The composition of the Working Group was crucial. While the initial recruitment into the Working Group was more focussed on the health and ageing issues of trans women, the project team actively recruited a trans man into the Working Group which corrected the imbalance in the Working Group and ensured that the perspectives of trans men were included in the final resources available to employees. Having trans men and trans women perspectives was also confirmed in the literature reviewed.
The experiences of TGD older people have rarely been the focus of examination within aged care settings and in isolation from the broader LGBTI community. The findings highlighted that the needs of older trans men and trans women are quite distinct and may benefit from being considered separately. For example, specific issues relating to wound management post transitioning surgery emerged, indicating a need for wound care education.
Often trans people will not identify as trans, but rather the gender they align with i.e. a man or a woman . This may make it challenging for aged care providers. The importance of acknowledging and understanding carer and non-traditional relationships in the lives of transgender clients/residents was also highlighted in the consultations.

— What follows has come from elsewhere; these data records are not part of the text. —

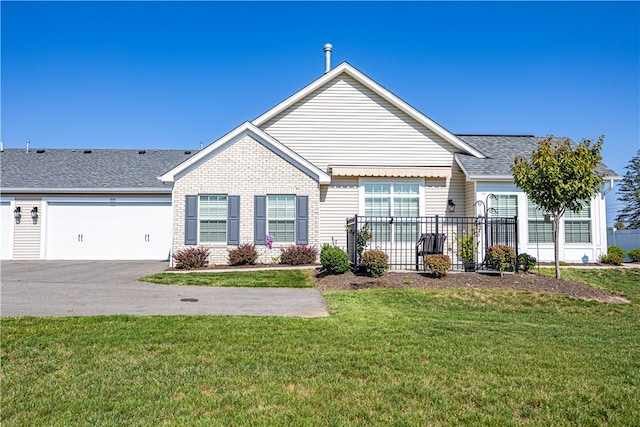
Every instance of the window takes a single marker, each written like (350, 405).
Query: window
(398, 200)
(212, 215)
(505, 206)
(577, 226)
(539, 230)
(281, 217)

A review of the National LGBTI strategy identified current attitudes and values of staff and management, a lack of resources and a need for training and networking as key challenges going forward . In addition, significant barriers included a lack of management support, resistant staff and preexisting prejudicial values. This project illustrated how these barriers and challenges can be addressed head on, utilising a co-design approach which focused on training and education of new employees. Furthermore, the resources developed are now available for use by all new and existing XXX employees. Due to the merger between XXX, the resources are available to a much larger population of employees across Australia, which has the potential to improve care received by many more TGD people.
A multi-method co-design process resulted in the development of an evidence-based Guideline for Working with Trans and Gender Diverse People and two Diversity Stories. Most importantly, using a co-design approach ensured that the resources were developed and informed by the experiences of TGD people themselves.
The evaluation indicated the usefulness of the resources and the resources address the identified lack of guidance to support aged care workers at XXX to understand and respond to the needs of TGD clients and residents.
The project highlighted that the needs of older trans men and trans women are quite distinct and need to be considered separately to be appropriately addressed. The project also confirmed the extensive barriers to health and aged care based on the multiple diversity characteristics experienced by people who are TGD.
The authors would like to acknowledge the Bolton Clarke clients/residents and other customers who identify as transgender, our partner organisations- Transgender Victoria, Gender Diversity Australia (GENDA) and The Shed (formerly FTM Shed) who contributed to the work of this project.
Gay and Lesbian Foundation of Australia (GALFA) and Sidney Myer Fund funded the project.